Législatives 2022 : 5 questions à Jean-Paul Carrolaggi, candidat dans la première circonscription de Corse-du-Sud

Publié le Mis à jour le
Écrit par Paul Salort .

Candidat en 2017, il avait manqué le second tour de treize voix seulement. Cinq ans plus tard, Jean-Paul Carrolaggi est de nouveau candidat dans la 1ère circonscription de Corse-du-Sud.

Il espère faire basculer la 1ère circonscription de Corse-du-Sud dans le giron nationaliste. Le Dr Jean-Paul Carrolaggi veut surmonter les divisions dans son camp pour s'imposer les 12 et 19 juin prochains.

Qu’est ce qui a motivé votre candidature ?

Je suis militant nationaliste depuis ma jeunesse. J’étais le candidat unique de ma famille politique en 2017. J’avais alors réalisé 22% des suffrages et  il m’avait manqué 13 voix pour accéder au second tour. Depuis, j’ai été élu conseiller municipal d’Ajaccio d’opposition à Ajaccio et je pensais avoir la légitimité pour pouvoir être de nouveau candidat et gagner. J’ai souhaité l’union mais malheureusement ça n’a pas été le cas, je le regrette.

En arrivant en ordre dispersé, il est à craindre que nous nous affaiblissions…

Si vous êtes élu, quelles seront vos principales actions en faveur de votre circonscription en tant que député ?  

Les députés corses sont d’abord élus pour représenter la Corse. On est élus pour faire des lois spécifiques, pour mener une action est globale au service de la corse et des corses. Nous demanderons les avancées institutionnelles attendues depuis des années, à savoir un statut fiscal et social, le statut de résident et un vrai pouvoir législatif pour l’Assemblée de Corse.

Un cycle de discussions devrait s'amorcer entre le futur gouvernement et les élus de la Corse autour de la possibilité d'évoluer vers le statut d'autonomie que vous évoquiez. Suite aux derniers rebondissements dans ce dossier (reports de la première réunion à Paris…) quelle sera votre stratégie si vous êtes élus ?

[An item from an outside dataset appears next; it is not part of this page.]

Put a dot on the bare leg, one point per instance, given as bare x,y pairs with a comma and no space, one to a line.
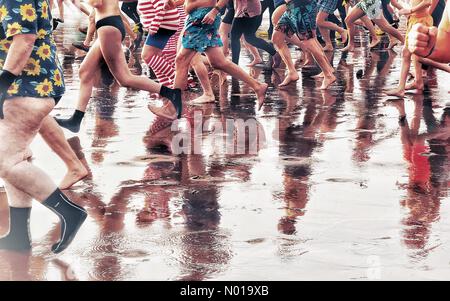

Ces discussions ont été proposées par le gouvernement par la voix de son ministre de l’Intérieur Gérald Darmanin. C’est justement dans ce contexte que nous souhaitions une union pour faire front face à l’Etat et peser dans les discussions à venir. Après l’assassinat d’Yvan Colonna et les manifestations qui s’en sont suivies, nous aurions aimé montrer un visage uni face à l’Etat. En arrivant en ordre dispersé, il est à craindre que nous nous affaiblissions…

Les nationalistes partent en ordre dispersé pour ces législatives. Dans votre circonscription, ces divisions hypothèquent clairement vos chances de victoire ?

Il est difficile de dire si nos chances sont hypothéquées. Je ne sais pas si les gens suivront Laurent Marcangeli et sa candidature dans la coalition d’Emmanuel Macron. Il a d’abord trahi sa famille politique, la droite, en se plaçant dans le giron de la majorité présidentielle. Il a ensuite trahi son ami Jean-Jacques Ferrara, ce qui montre bien que sa seule motivation est son ambition personnelle. J’ajoute que nous n’avons, à ce jour, aucune indication sur ce que sera sa position dans le cadre des discussions sur l’autonomie qui vont s’ouvrir avec l’Etat.

Les trois députés nationalistes élus en 2017 siègent dans le groupe Liberté et Territoires qui pourrait avoir des difficultés à être reconduit. Si vous étiez élu, vous inscririez vous dans la même démarche ?

Il est évident que je siègerais dans le même groupe que les autres députés nationalistes. Il ne serait pas logique de prôner l’union et de siéger en ordre dispersé. Par nature, on ne connaît pas encore la composition de la future assemblée mais nous siègerons ensemble quoi qu’il arrive.